Orfeu perdeu sua amada Eurídice e desceu ao Hades tentando recuperá-la. O músico encantou o barqueiro, Cérbero, Perséfone e Hades, que atendeu seu desejo. Eurídice podia voltar ao mundo dos vivos se Orfeu não a olhasse até alcançar a luz do sol, mas ele se virou e a perdeu para sempre. Entristecido, Orfeu não olhou mais para nenhuma mulher. As mênades, desprezadas, o despedaçaram.

Orfeu foi associado a um culto de mistérios que pregava a reencarnação e a origem divina da alma. Ele teria feito revelações aos iniciados sobre os mistérios da morte, que aprendeu na descida ao Hades. Os iniciados órficos depositavam nos túmulos fragmentos de mensagens, como uma espécie de bússola que guiava a alma no Hades.

Em todas as culturas, a morte já teve muitas interpretações e ritos, muitas vezes ligados às crenças religiosas. Para os que acreditam na sobrevivência do espírito, o rito fúnebre pode ser uma preparação para outra vida. Algumas religiões crêem no julgamento das ações do indivíduo após a morte. O que se realizou em vida pode se converter em inferno ou paraíso.

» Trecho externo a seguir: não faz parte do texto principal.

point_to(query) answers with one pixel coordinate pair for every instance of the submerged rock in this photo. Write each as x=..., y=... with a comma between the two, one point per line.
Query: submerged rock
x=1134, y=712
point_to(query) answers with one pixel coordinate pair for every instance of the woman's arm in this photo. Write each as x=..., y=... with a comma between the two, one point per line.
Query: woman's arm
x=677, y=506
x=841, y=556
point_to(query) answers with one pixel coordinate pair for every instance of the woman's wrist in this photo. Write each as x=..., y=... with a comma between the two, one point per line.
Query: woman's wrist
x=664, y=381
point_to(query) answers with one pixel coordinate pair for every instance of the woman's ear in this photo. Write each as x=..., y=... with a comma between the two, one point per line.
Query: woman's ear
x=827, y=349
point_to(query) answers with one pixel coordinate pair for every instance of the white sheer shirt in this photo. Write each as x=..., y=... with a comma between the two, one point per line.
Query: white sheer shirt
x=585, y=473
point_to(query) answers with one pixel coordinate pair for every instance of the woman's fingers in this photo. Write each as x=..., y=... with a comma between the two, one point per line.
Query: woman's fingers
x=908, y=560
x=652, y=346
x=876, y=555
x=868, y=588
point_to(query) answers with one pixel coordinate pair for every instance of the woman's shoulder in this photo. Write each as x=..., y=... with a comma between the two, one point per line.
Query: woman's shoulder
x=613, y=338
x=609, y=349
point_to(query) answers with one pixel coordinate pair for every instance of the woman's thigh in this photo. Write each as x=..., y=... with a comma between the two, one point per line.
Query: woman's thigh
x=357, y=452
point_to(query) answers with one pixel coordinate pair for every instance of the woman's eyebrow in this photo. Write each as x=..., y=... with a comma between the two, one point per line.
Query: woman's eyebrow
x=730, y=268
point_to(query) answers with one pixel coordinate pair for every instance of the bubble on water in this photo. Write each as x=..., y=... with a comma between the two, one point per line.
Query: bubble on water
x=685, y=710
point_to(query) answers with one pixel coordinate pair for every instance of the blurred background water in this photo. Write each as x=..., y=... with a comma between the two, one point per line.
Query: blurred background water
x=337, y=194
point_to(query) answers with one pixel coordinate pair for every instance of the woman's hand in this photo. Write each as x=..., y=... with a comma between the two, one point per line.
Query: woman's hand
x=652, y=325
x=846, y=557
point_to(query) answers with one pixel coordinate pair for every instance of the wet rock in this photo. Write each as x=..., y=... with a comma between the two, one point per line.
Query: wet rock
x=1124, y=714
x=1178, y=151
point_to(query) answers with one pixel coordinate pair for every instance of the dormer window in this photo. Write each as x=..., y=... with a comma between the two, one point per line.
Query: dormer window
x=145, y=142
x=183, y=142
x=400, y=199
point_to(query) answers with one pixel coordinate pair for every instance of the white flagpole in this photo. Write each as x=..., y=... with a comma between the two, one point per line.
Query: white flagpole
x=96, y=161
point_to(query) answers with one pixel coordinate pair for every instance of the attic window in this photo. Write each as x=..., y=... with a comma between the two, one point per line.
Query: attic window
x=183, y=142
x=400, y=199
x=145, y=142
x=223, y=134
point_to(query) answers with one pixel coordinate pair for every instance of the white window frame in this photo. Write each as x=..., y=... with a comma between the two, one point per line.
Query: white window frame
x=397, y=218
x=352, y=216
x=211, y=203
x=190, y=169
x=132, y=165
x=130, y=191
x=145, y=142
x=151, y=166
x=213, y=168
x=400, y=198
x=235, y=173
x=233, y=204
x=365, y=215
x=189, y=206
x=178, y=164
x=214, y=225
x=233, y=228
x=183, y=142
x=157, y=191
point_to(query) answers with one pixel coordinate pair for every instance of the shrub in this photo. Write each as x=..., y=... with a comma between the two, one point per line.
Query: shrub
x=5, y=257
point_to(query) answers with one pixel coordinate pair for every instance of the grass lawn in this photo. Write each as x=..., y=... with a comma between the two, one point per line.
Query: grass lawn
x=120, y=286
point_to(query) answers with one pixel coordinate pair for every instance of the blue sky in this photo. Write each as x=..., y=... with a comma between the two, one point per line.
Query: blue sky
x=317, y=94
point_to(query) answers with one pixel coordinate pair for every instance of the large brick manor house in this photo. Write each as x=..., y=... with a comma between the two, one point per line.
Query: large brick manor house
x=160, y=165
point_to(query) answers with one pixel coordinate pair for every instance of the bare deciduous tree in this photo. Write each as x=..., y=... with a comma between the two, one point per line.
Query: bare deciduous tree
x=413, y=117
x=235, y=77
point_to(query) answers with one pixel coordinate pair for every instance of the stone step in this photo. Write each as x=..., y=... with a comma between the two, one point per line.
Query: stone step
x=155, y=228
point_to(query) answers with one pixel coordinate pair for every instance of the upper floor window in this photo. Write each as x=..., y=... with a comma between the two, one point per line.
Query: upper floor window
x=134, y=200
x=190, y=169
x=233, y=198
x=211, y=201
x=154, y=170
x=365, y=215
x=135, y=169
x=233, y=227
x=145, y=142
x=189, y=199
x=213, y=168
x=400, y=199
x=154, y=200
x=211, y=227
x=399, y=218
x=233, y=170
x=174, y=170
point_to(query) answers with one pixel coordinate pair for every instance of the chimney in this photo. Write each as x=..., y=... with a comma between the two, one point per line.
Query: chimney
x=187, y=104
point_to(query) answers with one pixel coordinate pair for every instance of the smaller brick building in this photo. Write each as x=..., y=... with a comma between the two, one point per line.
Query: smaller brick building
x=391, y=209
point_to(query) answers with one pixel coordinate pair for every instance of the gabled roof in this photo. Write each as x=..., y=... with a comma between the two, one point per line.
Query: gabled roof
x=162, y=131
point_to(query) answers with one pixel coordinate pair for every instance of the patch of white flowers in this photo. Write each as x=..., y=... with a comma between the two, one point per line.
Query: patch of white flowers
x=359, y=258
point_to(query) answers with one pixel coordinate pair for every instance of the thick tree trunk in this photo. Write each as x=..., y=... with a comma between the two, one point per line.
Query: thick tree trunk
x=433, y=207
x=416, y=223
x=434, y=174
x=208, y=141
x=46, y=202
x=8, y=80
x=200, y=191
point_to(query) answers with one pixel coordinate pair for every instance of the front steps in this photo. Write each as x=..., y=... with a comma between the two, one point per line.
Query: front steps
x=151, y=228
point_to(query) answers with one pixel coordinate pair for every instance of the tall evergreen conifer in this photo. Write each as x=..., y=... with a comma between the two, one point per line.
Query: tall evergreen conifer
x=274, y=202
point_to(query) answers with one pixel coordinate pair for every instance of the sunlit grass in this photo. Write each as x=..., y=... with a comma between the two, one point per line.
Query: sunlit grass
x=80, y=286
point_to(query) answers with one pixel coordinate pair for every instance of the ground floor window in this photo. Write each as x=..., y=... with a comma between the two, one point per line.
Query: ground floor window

Inferno e paraíso também apresentam características próprias de acordo com a época de sua concepção. Em muitas crenças, a morte não é o fim da vida, mas uma passagem para outra vida, a vida eterna ou um aprendizado para uma volta mais consciente . Há doutrinas que crêem na reencarnação como fenômeno natural para o aperfeiçoamento dos espíritos. O Espiritismo designa o movimento espiritualista em geral, no que diz respeito às crenças da comunicação com os mortos e de que o espírito sobrevive à morte do corpo.

Ainda celebramos os espíritos das pessoas que morrem, como o Dia de Finados católico no mês de novembro. Nessa época, há outras comemorações relacionadas com as crenças sobre a morte, como o Dia de Todos os Santos e o Halloween . A comemoração original do Halloween era realizada pelos antigos celtas. Eles faziam cerimônias com o intuito de iluminar os caminhos dos mortos. As festas consideradas pagãs foram substituídas com o passar dos séculos, mas ainda vamos aos cemitérios chorar pelos entes queridos e rezamos missa, entre outros rituais.